# "Data Cleaning & Pipelines"
> "It's not the sexiest part of data science but it is probably the most important"

- toc: true
- branch: master
- badges: true
- comments: true
- categories: [data cleaning, data preparation, pandas.pipe, NBA]
- image: https://media.giphy.com/media/Qvpxb0bju1rEp9Nipy/giphy.gif

## The Jist: Data Cleaning is critical before developing a model
The data exploration post showed how to use knowledge about a dataset to interpret information. Since we know how the 2017-2019 seasons went for the Milwuakee Bucks and Sacramento Kings we can now plan out our machine learning problem. The machine learning model will attempt to predict the outcome of an NBA game before it actually occurs. We can start with using a logistic regression model to get a probabilistic output but we can look into other classification models after we give this one a go. This article outlines the most imperative portion of a machine learning project, outlining the problem and preparing the data. 

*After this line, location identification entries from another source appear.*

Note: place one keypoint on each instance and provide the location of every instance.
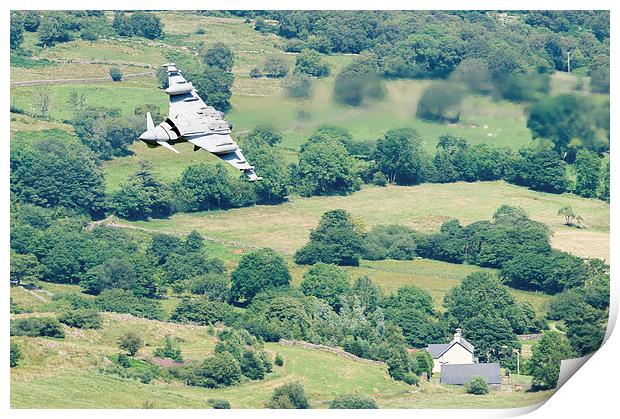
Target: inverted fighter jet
(191, 120)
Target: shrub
(130, 342)
(279, 361)
(122, 360)
(379, 179)
(288, 396)
(477, 385)
(202, 311)
(252, 366)
(353, 401)
(116, 73)
(37, 326)
(81, 318)
(121, 301)
(220, 370)
(16, 354)
(219, 403)
(169, 350)
(411, 379)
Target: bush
(353, 401)
(379, 179)
(169, 350)
(441, 102)
(279, 361)
(121, 301)
(130, 342)
(116, 74)
(37, 326)
(288, 396)
(202, 311)
(81, 318)
(220, 370)
(477, 385)
(219, 403)
(411, 379)
(16, 354)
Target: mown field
(424, 207)
(63, 373)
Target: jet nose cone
(148, 136)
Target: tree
(130, 342)
(335, 240)
(36, 168)
(423, 363)
(116, 73)
(603, 188)
(587, 166)
(142, 196)
(288, 396)
(17, 31)
(353, 401)
(325, 168)
(544, 364)
(220, 56)
(25, 268)
(477, 385)
(359, 82)
(539, 168)
(400, 157)
(258, 271)
(492, 336)
(16, 354)
(252, 366)
(327, 282)
(474, 72)
(203, 187)
(276, 183)
(481, 294)
(571, 218)
(220, 370)
(441, 102)
(570, 122)
(298, 87)
(214, 86)
(202, 311)
(309, 62)
(275, 67)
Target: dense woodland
(58, 190)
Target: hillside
(58, 367)
(61, 252)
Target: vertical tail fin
(149, 121)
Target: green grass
(424, 207)
(62, 373)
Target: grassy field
(425, 207)
(62, 373)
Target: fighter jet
(191, 120)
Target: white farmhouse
(459, 351)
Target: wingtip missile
(168, 146)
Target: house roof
(459, 374)
(438, 349)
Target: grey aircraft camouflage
(191, 120)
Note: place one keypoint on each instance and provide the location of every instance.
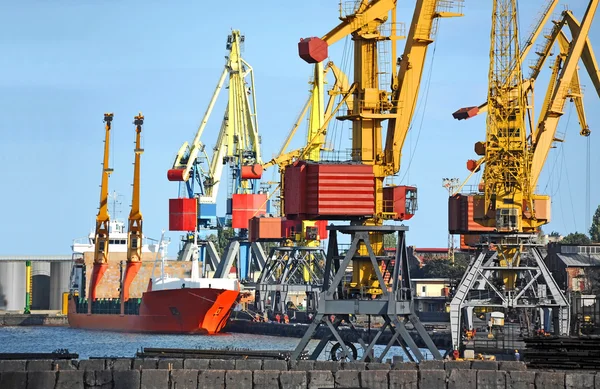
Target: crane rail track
(216, 353)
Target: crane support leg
(131, 271)
(289, 270)
(97, 274)
(534, 290)
(394, 307)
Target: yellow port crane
(298, 261)
(102, 218)
(359, 194)
(135, 235)
(509, 211)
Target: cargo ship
(171, 305)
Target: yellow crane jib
(361, 185)
(134, 235)
(102, 219)
(508, 202)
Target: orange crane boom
(102, 219)
(134, 238)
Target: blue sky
(65, 63)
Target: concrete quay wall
(34, 319)
(253, 373)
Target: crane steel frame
(528, 286)
(372, 106)
(101, 239)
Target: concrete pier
(12, 286)
(254, 374)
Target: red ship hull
(171, 311)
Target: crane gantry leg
(534, 289)
(395, 307)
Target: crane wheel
(337, 351)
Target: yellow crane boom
(135, 231)
(102, 219)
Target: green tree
(576, 238)
(595, 228)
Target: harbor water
(88, 343)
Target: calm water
(110, 344)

### Part 1: Data Exploration 
This post is a continuation of the data exploration post where we explored the 2017-2019 seasons for the Milwuakee Bucks and the Sacramento Kings. Feel free to hop out and pop back in if you want to see the data described and explored: 

[Part 1 post: Data Exploration with NBA Data](https://dpendleton22.github.io/valuebyerror/data%20exploration/box%20plots/histograms/nba/2020/01/14/nba-analysis-post.html)

![KeepItMoving](https://media.giphy.com/media/Ze4BXdrjDjygM9Piq0/giphy.gif)

In [5]:
#hide
import os
from pathlib import Path
import pandas as pd
import numpy as np

### Set all the necessary paths for the data 
The data was provided by https://www.basketball-reference.com/. They are a great source for anyone interested in sports analytics as an initial introduction. I can go into details later within the project to note the importance of detail in sports data.

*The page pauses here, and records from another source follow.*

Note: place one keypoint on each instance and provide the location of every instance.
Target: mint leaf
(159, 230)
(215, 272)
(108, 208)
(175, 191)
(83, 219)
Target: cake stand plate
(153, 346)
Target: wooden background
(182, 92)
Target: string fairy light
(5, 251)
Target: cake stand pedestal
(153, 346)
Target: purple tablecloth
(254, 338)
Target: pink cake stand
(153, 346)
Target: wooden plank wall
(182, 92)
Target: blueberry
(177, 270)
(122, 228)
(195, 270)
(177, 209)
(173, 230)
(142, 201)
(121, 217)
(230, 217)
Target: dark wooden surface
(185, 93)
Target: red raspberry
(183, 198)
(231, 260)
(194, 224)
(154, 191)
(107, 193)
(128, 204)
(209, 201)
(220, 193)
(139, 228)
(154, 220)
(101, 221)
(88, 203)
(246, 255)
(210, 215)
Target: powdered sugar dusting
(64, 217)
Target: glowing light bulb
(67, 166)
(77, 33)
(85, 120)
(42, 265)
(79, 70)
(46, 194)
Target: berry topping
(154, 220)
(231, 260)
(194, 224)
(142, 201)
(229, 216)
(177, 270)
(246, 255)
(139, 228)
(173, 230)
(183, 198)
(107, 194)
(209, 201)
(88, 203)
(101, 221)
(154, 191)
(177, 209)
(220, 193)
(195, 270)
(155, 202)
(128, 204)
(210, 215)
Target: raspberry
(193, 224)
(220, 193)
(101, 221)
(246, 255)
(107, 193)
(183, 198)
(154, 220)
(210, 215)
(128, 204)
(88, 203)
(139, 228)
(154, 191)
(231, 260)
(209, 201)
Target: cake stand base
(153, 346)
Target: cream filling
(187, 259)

Using the <i>pathlib</i> library from pandas it's straightforward getting all the data file names set. Setting a base folder name is a good method to simply call each dataset path by their name. Another method to get each dataset path would be to use the <i>glob</i> library to search the dataset folder for files with csv extensions

In [7]:
#collapse-hide
DATA_FOLDER = Path(os.getcwd(), 'mil_sac_data')
sac_2017_szn = Path(DATA_FOLDER, 'sac_2017_2018_szn.csv')
sac_2018_szn = Path(DATA_FOLDER, 'sac_2018_2019_szn.csv')
mil_2017_szn = Path(DATA_FOLDER, 'mil_2017_2018_szn.csv')
mil_2018_szn = Path(DATA_FOLDER, 'mil_2018_2019_szn.csv')

Let's review one of the datasets to determine how they all need to be cleaned

In [23]:
sac_2017_df = pd.read_csv(sac_2017_szn, header=[0,1])

### Hold up, why are you setting the header argument?
Most times than not, calling pd.read_csv("filename") with no additional arguments would read in a dataframe as expected. In this instance, BasketballReference provides two headers in their csv so we need to let pandas know in order to process the dataset. Pandas read_csv() function has over 20 arguments that can be set depending on how the data is parsed and organized in the original file. So if your data is a little funky, the function may still be able to handle it.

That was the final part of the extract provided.